Dad visibly gritted his jaw.

“She’s still in Texas,” he answered in sign language. His choice of communication appeared to be a decision. “She had some unfinished business before she could move up here.”

“I see. She is still in rehab then,” Victor signed. That malicious smile of his returned as he dropped that bomb. And he spelled out R-E-H-A-B as if he didn’t want to leave it to chance that we wouldn’t understand exactly what he was saying.

Mom was in a rehab facility? My heart jerked at this new piece of information. But I didn’t want to give Victor the satisfaction of my shock. He was already winning this last anniversary battle on every front.

“Where’s Byron?” I asked dad out loud, changing the subject.

Dad stared Victor down for a long, hard beat before he answered me, also out loud, “Your brother’s not here yet. I’ll shoot him a text message to see if he’s on his way.”

With that, Dad brought out his phone, saving us from any further conversation.

And a new idea occurred to me.

“I have to go to the bathroom,” I told them both, hitching my tote upon my arm. “I’ll be right back.”

I didn’t bother to wait for an answer before making my way back to the restrooms near the venue’s front door.

I’d been holding on. I’d been holding on to hope for so long. I didn’t realize how long until all hope completely disappeared.

But Victor had taken everything. The last ten years of my life. The MFA I’d worked so hard for. My father’s big night. My chance to start over again in Pittsburgh.

It was painful to walk, painful to breathe.
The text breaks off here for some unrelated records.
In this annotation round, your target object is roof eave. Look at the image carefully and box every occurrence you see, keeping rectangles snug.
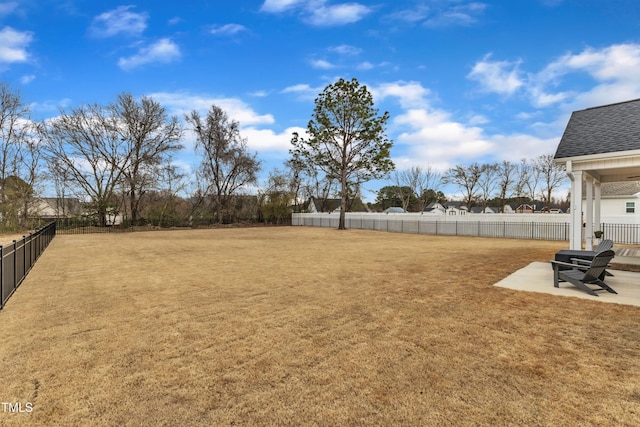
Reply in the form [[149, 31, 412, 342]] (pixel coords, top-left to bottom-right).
[[553, 150, 640, 163]]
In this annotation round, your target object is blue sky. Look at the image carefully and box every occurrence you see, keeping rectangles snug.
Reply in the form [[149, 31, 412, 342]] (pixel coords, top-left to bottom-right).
[[0, 0, 640, 200]]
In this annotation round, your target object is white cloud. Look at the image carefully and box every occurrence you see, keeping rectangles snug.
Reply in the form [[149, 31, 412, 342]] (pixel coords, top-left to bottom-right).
[[424, 2, 487, 27], [89, 6, 148, 37], [385, 1, 487, 28], [118, 38, 181, 70], [20, 74, 36, 85], [282, 83, 323, 101], [260, 0, 372, 27], [0, 27, 33, 63], [369, 81, 431, 109], [309, 59, 336, 70], [305, 3, 371, 27], [260, 0, 306, 13], [328, 44, 362, 56], [467, 54, 524, 95], [149, 92, 274, 126], [211, 24, 247, 36], [530, 43, 640, 110], [394, 109, 495, 163], [240, 127, 306, 153], [356, 61, 375, 71], [0, 1, 18, 17]]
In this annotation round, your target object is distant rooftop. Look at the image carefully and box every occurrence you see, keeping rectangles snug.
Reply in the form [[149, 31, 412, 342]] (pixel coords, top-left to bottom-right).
[[555, 99, 640, 159]]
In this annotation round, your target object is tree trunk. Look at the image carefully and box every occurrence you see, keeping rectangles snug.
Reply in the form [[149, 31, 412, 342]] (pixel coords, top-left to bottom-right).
[[338, 173, 347, 230]]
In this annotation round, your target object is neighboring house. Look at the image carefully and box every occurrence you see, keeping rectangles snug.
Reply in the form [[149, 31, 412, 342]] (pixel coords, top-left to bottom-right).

Everything inside of me felt shattered and broken.

I crashed into the women’s bathroom and found the perfect hiding place. Plenty of stalls and no line since the event had just started.

I chose the stall furthest to the back. And once inside, I finally took out the item I’d bought from the campus bookstore.

A pregnancy test.

“As long as you don’t get pregnant, in ten years, on May 26th, you will be free, and your family will be safe. This I vow to you on my life.” Victor’s words to me before our wedding echoed in my head.

Yesterday, I had been too afraid to take the pregnancy test I’d bought. Too unsure of my next steps to know the possible answer it held. Yesterday, I’d still held hope that maybe, just maybe, Victor and I could make this work.

But all that hope was gone.

Victor was a monster. He did not love me…perhaps could never love me. I knew that for sure now, without a shadow of a doubt.

So there was only one question left.

Was I pregnant with the monster’s baby?